Seasonally stronger quarter expected, still a long way to recovery
After weaker than expected 4Q18 figures, we forecast a seasonal improvement QoQ for the company. Although rates have increased in the chemical tanker market somewhat, we still anticipate only a minor improvement in the top line for the segment, seeing the higher advance only by end-1Q and considering a lag for the revenues to reflect it. However, a solid development QoQ is expected from the Tank Container segment, which usually has very weak end of the year. Overall we await USD 539m in the top line and EBIT of USD 45m – a bit behind the previous usual USD 50m level.

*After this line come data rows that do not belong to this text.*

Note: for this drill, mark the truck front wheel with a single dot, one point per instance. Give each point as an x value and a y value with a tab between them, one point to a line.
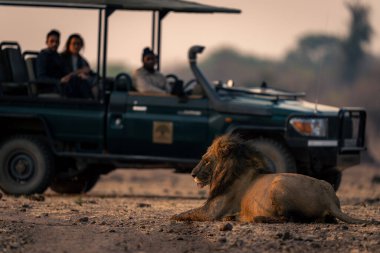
276	155
26	166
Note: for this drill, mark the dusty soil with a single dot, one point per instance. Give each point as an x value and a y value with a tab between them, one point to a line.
129	211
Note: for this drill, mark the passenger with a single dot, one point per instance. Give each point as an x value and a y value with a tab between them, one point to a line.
82	83
147	78
49	64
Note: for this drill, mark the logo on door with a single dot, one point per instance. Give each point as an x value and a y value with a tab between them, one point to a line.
162	132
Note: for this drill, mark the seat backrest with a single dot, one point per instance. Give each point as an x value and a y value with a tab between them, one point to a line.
123	82
30	61
3	77
14	62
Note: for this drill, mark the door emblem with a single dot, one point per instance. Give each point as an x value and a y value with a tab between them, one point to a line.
162	132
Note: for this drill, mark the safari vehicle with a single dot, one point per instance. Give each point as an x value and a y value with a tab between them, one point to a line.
40	148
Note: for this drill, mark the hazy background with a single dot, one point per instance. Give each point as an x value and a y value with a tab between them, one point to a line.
300	45
265	28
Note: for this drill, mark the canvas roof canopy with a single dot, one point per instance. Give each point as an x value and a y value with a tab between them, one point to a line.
153	5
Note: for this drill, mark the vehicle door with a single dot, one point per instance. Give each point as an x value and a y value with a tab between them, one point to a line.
164	126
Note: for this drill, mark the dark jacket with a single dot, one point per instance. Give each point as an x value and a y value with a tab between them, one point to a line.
68	62
50	66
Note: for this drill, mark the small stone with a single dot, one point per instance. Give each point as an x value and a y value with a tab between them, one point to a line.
37	197
286	236
315	245
143	205
223	240
83	219
226	227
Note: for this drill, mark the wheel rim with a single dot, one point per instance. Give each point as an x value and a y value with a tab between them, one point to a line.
21	167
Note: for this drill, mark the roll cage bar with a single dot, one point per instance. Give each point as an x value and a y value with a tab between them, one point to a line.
159	8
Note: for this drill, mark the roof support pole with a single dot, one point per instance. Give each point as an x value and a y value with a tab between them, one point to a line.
100	23
162	15
108	13
153	45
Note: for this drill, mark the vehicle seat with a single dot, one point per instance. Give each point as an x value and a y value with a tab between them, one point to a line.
123	82
40	89
30	61
14	70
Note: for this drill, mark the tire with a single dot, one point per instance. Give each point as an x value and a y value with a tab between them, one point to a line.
277	156
26	166
79	184
332	176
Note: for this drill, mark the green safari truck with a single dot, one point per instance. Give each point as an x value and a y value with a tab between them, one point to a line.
48	140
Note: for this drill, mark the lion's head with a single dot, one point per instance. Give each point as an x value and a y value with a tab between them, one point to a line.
228	157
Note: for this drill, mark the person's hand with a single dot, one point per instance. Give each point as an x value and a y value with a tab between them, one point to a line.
83	76
66	78
84	70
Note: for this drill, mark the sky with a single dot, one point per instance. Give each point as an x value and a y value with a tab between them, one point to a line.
265	28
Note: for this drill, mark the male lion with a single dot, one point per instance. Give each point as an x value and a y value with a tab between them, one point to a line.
242	188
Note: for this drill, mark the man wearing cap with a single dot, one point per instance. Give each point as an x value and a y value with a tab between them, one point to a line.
147	78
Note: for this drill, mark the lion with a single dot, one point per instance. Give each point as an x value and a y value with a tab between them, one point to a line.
242	188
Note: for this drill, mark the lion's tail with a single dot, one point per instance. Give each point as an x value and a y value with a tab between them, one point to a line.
337	213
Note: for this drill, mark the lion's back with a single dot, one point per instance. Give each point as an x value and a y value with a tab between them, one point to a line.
278	195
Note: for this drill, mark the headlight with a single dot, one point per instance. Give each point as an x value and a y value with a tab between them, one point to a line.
310	126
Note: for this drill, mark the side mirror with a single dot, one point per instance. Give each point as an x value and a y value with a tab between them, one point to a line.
230	83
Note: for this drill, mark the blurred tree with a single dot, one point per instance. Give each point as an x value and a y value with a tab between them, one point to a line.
360	33
314	50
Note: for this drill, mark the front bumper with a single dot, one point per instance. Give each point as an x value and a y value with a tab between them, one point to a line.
340	149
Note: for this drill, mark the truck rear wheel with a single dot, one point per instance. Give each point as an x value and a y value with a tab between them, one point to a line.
26	166
81	183
276	155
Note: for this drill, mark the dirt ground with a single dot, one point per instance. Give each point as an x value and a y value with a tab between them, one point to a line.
129	211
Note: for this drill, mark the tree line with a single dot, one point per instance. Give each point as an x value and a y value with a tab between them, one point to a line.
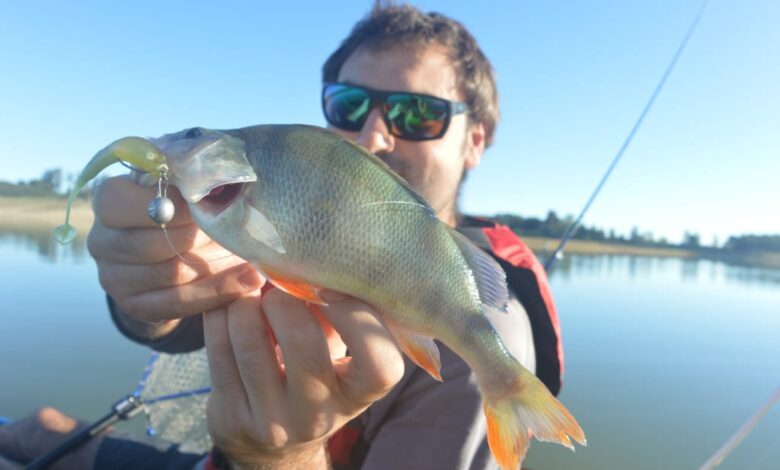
52	184
554	226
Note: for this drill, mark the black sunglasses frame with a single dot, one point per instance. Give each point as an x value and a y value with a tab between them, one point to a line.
379	97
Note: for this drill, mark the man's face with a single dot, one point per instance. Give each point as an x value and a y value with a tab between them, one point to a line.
433	167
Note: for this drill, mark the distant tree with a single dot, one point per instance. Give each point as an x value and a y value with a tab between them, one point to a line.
753	243
52	179
691	240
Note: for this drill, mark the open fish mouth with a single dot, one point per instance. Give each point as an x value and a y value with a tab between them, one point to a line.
220	197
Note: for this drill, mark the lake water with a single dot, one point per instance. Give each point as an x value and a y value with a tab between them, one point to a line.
665	358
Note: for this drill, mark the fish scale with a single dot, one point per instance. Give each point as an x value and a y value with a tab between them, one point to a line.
314	210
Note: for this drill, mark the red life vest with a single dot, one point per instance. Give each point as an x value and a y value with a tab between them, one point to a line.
526	277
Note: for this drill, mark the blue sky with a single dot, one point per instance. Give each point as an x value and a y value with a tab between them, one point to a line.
573	77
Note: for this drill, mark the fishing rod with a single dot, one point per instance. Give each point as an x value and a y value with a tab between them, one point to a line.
572	229
126	408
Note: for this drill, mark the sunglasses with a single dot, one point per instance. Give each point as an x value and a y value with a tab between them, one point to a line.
409	116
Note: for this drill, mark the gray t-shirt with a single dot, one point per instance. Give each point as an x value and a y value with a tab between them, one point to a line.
420	424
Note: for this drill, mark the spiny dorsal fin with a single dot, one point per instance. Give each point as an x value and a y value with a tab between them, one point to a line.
490	277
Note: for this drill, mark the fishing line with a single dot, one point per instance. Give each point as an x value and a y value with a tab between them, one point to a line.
572	229
161	210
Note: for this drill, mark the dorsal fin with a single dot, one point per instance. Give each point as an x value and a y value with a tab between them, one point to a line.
490	277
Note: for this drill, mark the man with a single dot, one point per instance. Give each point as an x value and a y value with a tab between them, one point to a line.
382	413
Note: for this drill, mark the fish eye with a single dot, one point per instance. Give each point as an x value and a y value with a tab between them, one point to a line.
193	133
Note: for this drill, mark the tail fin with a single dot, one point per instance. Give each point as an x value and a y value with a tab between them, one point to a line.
530	411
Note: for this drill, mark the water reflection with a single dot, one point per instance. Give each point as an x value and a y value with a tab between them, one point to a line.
42	241
635	267
688	270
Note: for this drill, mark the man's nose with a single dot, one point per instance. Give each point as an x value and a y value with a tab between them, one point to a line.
375	136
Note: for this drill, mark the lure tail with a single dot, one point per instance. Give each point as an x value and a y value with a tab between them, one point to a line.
135	150
528	410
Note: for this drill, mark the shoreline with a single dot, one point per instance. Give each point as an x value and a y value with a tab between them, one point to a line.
43	214
37	214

Market fundamentals remain optimistic
The “cautiously optimistic” outlook for 2019 for Chemical Tankers was again repeated in the annual company’s report. On the supply side, the growth of deep-sea chemical tanker fleet, which ran at about 6% annually from 2017 to 2018 was communicated to gradually drop to 2% or less per year for the next few years creating a more balanced market. Chemicals demand growth is expected to grow in line with the global trade and faster than global GDP and surpass the levels of tanker supply growth. Similar supply/demand balance is seen by Stolt’s main competitors, while we also see all signs pointing to the long awaited improvement.

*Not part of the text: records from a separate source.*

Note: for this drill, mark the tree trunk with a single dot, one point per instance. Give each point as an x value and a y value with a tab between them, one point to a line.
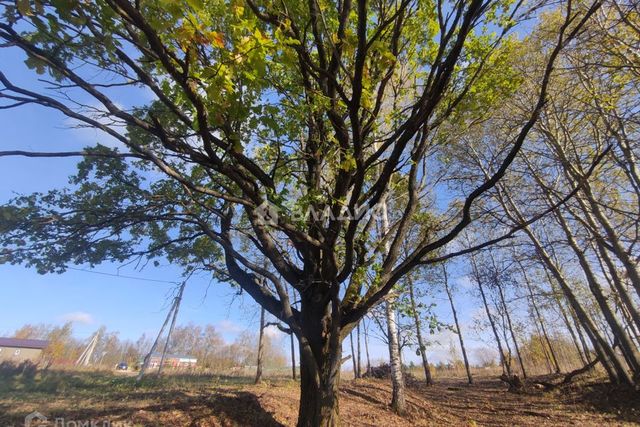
366	346
607	355
538	317
320	339
506	365
458	330
511	331
359	352
397	401
293	357
319	388
176	307
260	347
397	380
628	348
421	346
353	357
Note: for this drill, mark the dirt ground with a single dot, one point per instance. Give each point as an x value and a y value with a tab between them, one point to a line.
226	401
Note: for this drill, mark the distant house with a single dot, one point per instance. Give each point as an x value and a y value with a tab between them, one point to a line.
19	350
173	361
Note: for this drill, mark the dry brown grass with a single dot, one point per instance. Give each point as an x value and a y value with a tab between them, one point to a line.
208	400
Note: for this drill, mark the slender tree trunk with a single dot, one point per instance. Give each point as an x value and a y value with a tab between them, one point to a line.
592	209
628	348
366	346
398	400
293	347
506	366
176	307
511	331
358	351
583	352
397	380
607	355
458	330
616	281
421	346
260	347
353	357
320	341
293	357
539	319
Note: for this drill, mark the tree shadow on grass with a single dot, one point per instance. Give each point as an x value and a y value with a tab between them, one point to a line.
175	408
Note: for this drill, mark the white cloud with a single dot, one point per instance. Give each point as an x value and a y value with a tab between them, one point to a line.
272	331
228	327
77	317
89	136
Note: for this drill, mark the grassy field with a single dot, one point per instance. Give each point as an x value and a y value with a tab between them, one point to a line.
211	400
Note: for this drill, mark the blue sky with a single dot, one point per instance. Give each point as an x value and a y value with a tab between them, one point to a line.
130	306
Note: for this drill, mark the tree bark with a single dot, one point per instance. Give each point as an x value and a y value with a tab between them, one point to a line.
397	401
511	331
320	337
293	357
421	346
176	307
260	347
358	350
397	380
353	357
628	348
366	346
506	365
458	330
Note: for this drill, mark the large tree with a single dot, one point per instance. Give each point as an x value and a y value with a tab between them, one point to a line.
275	130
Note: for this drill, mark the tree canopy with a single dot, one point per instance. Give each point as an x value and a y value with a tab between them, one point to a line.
299	142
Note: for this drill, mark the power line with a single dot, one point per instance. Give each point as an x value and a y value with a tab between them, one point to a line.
123	276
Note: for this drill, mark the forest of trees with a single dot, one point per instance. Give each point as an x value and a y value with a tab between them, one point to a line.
205	344
344	162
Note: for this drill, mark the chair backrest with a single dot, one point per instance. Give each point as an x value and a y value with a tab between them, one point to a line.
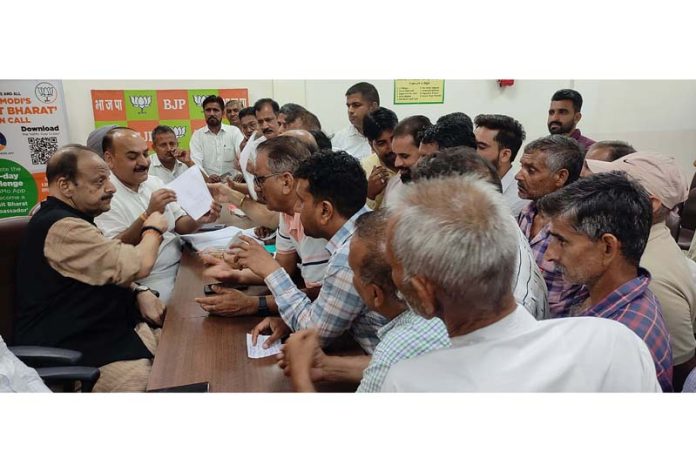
11	234
688	216
673	221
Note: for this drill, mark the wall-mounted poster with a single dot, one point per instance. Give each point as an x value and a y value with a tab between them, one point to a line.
143	110
418	92
33	124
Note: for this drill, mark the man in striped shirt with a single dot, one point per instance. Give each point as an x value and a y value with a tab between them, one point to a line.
331	192
529	288
599	229
406	335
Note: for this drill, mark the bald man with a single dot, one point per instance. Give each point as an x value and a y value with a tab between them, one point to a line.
138	196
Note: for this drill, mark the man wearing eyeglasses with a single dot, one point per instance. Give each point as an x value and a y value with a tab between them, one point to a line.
276	161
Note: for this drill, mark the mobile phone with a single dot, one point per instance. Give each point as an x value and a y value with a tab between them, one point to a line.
208	288
212	227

Other segments expected to show stability
Chemical storage markets are projected to remain stable once again in 2019. Stolthaven Terminal results are expected to improve in 2019, reflecting ongoing actions to enhance operational performance and profitability. Tank Containers also keep up with its strategy and sees strong long-term fundamentals, while we also anticipate a marginal continuous growth in the figures. Seeing an outlook of growth for the Sea Farm products and increasing demand for LNG (Avenir and Stolt-Nielsen Gas) we keep our positive view towards the share and reiterate Buy recommendation at NOK 135/sh Target Price. A small rally in the beginning of 2019 has ended, while we still think the upside is much higher.